Si les compétences des Architectes des Bâtiments de France (ABF) sont variées, leur mission la plus connue consiste à rendre un avis sur les autorisations d’urbanisme de tout projet d’entretien ou de consolidation d’un bâtiment dans la visibilité d’un monument historique protégé ou dans un espace sauvegardé. Cette compétence diffère de celle des Architectes en chef des Monuments historiques, qui se prononcent sur les travaux de restauration définitifs d’un monument historique.

La proposition de loi tend à modifier la portée des avis des ABF pour les travaux dont l’impact « sur l’aspect extérieur des bâtiments » est limité. L’exposé des motifs du texte cite comme exemple, les portes, les volets ou encore l’isolation thermique. Dans ces cas précis, l’avis de l’ABF ne serait que consultatif, et non plus conforme, et ne lierait donc pas la collectivité dans sa prise de décision. Il est prévu que la liste des travaux soit fixée par un décret en Conseil d’État.

La notion de « réalisation [qui] n’affecte pas de manière substantielle l’aspect du bâtiment » devra aussi être explicitée davantage par la jurisprudence. Les modifications substantielles sont un concept utilisé fréquemment par le droit et dans des matières variées (environnement, droit du travail, contrats publics, etc.), mais dont le sens est difficile à cerner car il diffère selon le domaine. Par exemple, en matière d’installations classées, une modification est considérée comme substantielle lorsqu’elle atteint certains seuils quantitatifs (C. env., art. R. 512-33).

En outre, la proposition de loi encadre le contrôle des ABF et prévoit notamment qu’un permis tacite ne peut pas naître d’une absence de réponse de la part de l’ABF. Ainsi, l’accord tacite qui est la règle pour l’instant serait remis en cause.

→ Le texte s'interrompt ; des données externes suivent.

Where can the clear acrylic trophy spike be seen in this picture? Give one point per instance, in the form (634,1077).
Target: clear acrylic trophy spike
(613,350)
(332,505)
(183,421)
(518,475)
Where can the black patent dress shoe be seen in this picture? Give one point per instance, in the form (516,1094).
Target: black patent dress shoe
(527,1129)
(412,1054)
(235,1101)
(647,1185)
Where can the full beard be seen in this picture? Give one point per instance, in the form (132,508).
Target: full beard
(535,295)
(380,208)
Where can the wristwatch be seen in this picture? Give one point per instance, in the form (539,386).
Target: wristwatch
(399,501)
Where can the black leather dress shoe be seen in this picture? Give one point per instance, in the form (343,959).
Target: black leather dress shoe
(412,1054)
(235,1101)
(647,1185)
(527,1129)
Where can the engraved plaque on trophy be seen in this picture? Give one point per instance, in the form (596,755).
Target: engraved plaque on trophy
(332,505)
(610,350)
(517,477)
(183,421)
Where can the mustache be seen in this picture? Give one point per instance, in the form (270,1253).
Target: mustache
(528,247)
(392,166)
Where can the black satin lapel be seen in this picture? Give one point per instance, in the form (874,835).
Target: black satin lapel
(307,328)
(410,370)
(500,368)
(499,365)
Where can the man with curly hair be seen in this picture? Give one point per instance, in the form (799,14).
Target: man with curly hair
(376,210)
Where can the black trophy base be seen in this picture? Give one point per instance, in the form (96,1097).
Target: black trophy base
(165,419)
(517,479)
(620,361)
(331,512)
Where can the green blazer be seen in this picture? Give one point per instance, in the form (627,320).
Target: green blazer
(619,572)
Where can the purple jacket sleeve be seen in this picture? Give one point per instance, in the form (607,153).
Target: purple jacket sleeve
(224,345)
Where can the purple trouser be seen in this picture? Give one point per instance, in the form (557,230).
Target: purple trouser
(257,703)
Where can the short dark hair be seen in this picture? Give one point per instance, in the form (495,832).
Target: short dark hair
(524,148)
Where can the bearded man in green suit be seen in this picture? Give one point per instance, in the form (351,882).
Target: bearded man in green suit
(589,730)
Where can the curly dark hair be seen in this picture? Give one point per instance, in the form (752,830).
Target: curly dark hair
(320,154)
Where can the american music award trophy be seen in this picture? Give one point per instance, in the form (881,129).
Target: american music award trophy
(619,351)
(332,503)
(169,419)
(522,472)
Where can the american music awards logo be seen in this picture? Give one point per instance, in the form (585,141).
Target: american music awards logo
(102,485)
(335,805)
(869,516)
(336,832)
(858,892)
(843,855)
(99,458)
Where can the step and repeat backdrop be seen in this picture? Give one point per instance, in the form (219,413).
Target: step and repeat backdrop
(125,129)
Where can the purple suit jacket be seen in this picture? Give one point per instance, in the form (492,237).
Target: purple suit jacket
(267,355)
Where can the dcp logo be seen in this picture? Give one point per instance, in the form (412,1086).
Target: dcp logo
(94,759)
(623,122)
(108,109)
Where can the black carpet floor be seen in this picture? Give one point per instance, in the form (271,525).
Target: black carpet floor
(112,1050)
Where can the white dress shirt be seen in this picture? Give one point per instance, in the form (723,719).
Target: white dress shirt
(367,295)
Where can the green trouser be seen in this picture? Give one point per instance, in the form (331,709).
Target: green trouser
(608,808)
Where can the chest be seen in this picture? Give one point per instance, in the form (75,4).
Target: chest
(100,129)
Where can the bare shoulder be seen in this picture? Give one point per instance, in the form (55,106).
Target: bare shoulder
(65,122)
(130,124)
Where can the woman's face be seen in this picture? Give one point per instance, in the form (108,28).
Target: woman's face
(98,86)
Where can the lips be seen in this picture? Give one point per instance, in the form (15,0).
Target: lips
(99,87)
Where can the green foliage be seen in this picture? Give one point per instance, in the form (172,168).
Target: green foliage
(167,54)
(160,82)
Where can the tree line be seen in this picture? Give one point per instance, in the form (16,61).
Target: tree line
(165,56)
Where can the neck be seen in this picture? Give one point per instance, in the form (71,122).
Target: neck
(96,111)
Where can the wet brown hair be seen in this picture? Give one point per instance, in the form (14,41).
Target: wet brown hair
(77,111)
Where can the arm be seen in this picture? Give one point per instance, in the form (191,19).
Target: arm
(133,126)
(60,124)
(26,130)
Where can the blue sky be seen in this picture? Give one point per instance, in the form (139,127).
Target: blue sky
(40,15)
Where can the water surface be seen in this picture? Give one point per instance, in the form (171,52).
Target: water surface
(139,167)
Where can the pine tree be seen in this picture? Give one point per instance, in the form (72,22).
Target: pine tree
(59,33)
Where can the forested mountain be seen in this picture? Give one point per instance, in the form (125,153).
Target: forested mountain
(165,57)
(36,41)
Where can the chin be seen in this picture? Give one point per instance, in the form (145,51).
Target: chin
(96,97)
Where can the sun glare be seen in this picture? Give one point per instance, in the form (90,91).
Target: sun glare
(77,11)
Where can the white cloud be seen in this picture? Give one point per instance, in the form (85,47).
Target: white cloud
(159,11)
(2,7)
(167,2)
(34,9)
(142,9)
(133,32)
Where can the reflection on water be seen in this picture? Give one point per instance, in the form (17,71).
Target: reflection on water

Malgré cette dernière mesure de protection, la proposition semble difficile à adopter en l’état. La mission des ABF se trouverait grandement limitée et même subordonnée aux élus, alors que c’est justement l’autonomie de ces architectes qui permet d’assurer une protection constante du patrimoine. Les travaux des commissions du Sénat n’ayant pas encore eu lieu, il sera intéressant de suivre les discussions des séances publiques et l’évolution de la proposition devant les assemblées.